Shaw sent his England team-mate clear but Rashford lifted his effort over the advancing David von Ballmoos and over the crossbar

Mourinho stretched his arms wide, turned, folded his arms theatrically and fixed his staff with a told-you-so look.

Apparently, it drew wrath from Gary Lineker but let’s not get overly sensitive about this – it was a bad miss so an expression of frustration in the technical area was hardly surprising.

But while an attacking three of Rashford, Anthony Martial and Jesse Lingard did squander chances and half-chances, they did offer a higher level of dynamism than United fans have seen of late.

Still, they did dash down too many blind alleys, take too many wrong options and run offside on too many occasions.

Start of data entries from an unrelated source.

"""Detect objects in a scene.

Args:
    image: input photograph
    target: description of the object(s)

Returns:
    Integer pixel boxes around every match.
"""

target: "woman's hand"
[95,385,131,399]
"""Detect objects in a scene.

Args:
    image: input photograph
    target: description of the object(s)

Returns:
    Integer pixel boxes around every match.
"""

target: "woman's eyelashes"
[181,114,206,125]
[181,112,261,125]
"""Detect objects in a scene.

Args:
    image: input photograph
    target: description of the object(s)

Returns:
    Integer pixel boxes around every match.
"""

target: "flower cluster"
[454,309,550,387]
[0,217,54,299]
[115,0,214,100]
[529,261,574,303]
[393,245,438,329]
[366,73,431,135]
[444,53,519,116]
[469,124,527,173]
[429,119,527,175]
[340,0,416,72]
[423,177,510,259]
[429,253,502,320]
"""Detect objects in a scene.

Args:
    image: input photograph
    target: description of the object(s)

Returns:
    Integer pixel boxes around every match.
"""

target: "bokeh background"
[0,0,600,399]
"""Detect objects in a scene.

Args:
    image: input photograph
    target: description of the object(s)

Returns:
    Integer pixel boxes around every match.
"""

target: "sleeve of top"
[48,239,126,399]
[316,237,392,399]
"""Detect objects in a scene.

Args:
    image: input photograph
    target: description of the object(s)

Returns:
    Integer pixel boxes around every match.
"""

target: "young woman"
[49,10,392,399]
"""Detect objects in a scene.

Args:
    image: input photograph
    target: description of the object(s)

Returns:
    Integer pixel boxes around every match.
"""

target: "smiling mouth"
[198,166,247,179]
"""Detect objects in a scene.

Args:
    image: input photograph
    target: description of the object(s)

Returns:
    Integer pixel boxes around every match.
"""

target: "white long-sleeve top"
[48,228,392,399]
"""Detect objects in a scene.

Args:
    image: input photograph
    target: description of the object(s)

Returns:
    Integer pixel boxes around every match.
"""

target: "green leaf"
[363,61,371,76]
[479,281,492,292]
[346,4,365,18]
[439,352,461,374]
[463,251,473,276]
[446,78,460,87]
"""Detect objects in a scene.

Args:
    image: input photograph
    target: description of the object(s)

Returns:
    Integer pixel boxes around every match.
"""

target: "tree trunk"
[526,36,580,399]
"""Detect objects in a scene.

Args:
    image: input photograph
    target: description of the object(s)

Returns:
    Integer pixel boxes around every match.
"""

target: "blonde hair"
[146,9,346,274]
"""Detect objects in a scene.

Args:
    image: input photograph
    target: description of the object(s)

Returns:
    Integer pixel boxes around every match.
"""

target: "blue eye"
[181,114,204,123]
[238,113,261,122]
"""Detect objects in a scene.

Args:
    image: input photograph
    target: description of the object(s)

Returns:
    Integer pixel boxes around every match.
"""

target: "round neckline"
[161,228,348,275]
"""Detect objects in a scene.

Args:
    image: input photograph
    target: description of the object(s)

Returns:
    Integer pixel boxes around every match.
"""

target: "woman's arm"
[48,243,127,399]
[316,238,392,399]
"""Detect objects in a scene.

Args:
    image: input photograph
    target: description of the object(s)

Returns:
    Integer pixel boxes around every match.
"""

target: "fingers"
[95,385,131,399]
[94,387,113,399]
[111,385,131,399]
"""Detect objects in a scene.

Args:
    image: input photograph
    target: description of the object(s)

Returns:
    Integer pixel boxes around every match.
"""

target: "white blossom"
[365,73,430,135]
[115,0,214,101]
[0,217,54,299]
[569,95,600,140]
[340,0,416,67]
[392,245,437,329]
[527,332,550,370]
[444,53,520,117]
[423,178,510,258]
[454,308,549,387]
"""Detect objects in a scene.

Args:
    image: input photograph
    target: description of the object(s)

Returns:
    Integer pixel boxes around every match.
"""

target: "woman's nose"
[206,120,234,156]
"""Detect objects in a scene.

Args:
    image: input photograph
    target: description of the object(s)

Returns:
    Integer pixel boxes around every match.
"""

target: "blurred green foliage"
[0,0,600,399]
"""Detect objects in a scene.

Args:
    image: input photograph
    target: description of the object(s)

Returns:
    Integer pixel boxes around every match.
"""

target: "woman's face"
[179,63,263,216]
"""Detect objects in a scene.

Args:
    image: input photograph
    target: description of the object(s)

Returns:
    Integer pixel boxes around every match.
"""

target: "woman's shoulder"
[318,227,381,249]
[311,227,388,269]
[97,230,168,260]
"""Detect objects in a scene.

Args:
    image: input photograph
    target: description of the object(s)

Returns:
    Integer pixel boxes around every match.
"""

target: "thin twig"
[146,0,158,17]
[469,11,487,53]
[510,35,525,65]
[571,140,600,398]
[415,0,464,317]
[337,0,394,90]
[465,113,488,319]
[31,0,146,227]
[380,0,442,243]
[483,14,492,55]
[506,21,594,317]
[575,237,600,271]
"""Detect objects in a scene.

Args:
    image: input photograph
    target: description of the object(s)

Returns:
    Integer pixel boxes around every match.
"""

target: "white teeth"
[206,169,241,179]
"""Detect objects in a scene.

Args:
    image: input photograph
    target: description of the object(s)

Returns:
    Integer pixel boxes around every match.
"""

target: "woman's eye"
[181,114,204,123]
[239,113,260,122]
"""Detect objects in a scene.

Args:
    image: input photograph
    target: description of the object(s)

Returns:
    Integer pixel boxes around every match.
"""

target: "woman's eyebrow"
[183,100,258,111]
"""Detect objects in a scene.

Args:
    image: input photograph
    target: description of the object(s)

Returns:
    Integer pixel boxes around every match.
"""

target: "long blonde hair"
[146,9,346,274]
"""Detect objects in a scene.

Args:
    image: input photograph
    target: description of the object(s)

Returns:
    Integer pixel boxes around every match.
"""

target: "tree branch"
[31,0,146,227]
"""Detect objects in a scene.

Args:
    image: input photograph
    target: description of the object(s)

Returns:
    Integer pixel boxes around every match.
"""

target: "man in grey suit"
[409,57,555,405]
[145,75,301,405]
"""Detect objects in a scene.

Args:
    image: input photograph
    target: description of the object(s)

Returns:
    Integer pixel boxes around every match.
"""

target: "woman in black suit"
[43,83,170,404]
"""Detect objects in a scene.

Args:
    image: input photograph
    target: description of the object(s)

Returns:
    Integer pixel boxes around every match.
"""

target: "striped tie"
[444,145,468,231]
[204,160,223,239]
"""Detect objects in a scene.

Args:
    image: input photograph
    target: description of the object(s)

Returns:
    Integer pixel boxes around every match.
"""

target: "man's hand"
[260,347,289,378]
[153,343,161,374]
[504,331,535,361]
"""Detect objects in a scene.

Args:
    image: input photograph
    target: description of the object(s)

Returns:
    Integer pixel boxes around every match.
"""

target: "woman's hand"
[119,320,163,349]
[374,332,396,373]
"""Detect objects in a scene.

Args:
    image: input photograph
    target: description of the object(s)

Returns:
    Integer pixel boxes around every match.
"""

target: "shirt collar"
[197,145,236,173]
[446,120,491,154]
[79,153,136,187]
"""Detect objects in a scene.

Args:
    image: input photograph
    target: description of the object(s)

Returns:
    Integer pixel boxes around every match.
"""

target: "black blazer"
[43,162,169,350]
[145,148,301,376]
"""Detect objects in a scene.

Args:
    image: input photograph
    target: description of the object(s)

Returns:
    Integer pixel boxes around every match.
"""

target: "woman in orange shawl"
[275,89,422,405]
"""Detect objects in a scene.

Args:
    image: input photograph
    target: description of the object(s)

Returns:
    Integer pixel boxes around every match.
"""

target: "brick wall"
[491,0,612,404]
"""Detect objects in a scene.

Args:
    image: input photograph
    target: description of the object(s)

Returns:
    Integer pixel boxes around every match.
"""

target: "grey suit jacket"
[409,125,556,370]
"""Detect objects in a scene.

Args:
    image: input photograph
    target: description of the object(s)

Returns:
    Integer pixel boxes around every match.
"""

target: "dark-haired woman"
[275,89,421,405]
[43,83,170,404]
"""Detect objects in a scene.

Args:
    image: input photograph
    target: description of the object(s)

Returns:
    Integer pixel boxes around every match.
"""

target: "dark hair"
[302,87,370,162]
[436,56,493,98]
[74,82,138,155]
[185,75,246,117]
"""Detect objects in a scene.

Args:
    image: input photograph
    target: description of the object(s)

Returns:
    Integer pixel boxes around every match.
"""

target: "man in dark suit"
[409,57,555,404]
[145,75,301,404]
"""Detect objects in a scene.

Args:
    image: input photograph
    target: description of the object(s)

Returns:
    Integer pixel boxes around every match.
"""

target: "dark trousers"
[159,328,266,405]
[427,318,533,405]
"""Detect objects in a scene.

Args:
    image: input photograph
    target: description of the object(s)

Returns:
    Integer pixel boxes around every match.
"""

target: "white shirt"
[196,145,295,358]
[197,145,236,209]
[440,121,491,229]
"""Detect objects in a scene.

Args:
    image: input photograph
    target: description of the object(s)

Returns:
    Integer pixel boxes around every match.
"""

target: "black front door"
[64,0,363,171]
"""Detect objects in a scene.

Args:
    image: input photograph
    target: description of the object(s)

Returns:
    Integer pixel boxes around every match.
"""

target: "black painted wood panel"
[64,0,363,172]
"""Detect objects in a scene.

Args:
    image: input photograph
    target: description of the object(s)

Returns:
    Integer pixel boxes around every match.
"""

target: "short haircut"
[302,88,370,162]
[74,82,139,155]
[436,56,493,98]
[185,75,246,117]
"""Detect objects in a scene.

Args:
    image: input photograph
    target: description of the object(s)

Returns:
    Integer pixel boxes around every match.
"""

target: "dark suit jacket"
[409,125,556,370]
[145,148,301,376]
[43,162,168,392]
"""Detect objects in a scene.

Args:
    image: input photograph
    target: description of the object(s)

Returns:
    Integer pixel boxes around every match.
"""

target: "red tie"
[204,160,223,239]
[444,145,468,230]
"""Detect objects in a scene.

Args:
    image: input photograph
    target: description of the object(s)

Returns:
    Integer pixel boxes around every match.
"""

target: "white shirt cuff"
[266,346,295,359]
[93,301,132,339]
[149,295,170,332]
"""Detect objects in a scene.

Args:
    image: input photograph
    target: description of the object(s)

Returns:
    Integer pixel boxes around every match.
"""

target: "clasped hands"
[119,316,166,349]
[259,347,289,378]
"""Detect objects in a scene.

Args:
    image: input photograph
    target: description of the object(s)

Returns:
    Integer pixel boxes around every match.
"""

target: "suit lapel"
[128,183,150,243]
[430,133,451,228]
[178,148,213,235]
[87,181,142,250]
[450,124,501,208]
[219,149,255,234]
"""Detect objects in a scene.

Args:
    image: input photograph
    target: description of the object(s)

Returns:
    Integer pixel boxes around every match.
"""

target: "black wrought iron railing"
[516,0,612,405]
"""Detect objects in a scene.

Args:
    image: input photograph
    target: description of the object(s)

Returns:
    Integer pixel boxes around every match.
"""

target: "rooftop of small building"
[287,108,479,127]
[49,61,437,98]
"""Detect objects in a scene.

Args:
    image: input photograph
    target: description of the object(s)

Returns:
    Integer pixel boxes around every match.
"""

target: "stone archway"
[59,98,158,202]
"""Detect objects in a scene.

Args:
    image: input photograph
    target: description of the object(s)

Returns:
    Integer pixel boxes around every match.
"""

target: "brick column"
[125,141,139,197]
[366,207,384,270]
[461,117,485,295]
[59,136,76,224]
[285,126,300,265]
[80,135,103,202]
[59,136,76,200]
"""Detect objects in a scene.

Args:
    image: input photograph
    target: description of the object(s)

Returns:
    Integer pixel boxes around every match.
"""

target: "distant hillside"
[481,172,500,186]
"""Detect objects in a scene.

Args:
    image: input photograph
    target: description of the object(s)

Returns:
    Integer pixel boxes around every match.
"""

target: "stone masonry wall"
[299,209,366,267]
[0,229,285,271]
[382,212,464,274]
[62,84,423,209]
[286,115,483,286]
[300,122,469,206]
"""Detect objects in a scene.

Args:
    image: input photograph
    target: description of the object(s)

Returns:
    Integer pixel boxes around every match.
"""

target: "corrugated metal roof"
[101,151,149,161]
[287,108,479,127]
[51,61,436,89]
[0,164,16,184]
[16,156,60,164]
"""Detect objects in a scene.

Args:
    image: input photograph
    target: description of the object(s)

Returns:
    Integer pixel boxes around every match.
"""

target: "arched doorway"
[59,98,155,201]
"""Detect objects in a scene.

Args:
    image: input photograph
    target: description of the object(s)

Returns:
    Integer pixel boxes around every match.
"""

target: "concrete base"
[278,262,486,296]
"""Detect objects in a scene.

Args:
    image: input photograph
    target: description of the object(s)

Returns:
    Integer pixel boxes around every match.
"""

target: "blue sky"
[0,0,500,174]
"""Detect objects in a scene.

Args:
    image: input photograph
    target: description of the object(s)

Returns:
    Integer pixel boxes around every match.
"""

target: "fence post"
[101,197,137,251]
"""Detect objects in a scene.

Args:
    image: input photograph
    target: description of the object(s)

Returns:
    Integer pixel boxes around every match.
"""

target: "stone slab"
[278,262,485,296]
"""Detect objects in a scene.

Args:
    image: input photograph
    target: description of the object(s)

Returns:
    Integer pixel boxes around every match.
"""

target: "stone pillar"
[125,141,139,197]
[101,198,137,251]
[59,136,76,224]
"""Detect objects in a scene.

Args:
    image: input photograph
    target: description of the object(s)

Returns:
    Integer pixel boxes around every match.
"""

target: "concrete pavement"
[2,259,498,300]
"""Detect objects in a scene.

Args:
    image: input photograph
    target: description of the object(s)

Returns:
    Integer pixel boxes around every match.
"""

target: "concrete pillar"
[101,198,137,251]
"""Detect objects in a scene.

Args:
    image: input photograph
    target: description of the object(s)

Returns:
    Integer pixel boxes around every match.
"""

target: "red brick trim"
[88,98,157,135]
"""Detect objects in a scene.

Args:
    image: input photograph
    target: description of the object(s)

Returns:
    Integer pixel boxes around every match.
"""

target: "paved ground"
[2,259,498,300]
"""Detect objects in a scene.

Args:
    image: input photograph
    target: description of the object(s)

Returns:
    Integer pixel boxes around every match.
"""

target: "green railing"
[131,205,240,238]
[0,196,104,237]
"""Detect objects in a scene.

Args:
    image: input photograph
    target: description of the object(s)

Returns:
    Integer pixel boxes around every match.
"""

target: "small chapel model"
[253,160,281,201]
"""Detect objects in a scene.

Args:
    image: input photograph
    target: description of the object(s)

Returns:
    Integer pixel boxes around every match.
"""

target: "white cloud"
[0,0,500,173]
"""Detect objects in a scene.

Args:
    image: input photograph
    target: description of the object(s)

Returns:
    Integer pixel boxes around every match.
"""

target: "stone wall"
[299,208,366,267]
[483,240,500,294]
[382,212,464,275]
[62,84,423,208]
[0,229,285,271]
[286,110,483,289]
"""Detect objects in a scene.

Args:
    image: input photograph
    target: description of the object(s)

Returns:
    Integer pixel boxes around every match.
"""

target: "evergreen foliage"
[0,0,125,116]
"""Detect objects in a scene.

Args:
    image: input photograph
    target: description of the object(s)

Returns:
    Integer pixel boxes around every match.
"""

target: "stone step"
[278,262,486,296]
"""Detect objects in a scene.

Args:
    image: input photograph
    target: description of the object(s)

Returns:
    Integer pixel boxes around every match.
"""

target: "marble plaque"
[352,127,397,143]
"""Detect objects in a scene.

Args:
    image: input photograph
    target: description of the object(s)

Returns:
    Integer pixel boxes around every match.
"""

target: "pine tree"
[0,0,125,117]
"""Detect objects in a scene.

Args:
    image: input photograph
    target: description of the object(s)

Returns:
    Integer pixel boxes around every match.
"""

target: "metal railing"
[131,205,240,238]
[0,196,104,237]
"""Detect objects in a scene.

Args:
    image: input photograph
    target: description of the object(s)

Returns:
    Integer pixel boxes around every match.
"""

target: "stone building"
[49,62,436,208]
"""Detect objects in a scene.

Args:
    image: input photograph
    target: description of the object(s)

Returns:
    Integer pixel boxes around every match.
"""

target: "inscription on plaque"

That is why Mourinho’s exasperation was threatening to hit somewhere near peak levels as this very ordinary Swiss team actually began to show some adventure.

His head-shaking certainly went into overdrive when Fellaini put a sitter into one of the many empty seats.

That was the cue for Lingard and Fred to make way for Lukaku and Pogba.

Convincing the world’s best keeper there is a successful long-term future for him to enjoy at United is becoming an increasingly mightier task.

And while Mourinho celebrated it with considerable, if undignified, gusto, it might well take more than dodgy late Fellaini winners against European minnows to convince De Gea that trophy-winning prospects are bright at United.

They are through but, in the unlikely event they went unspilt, there was little else to raise a bottle to.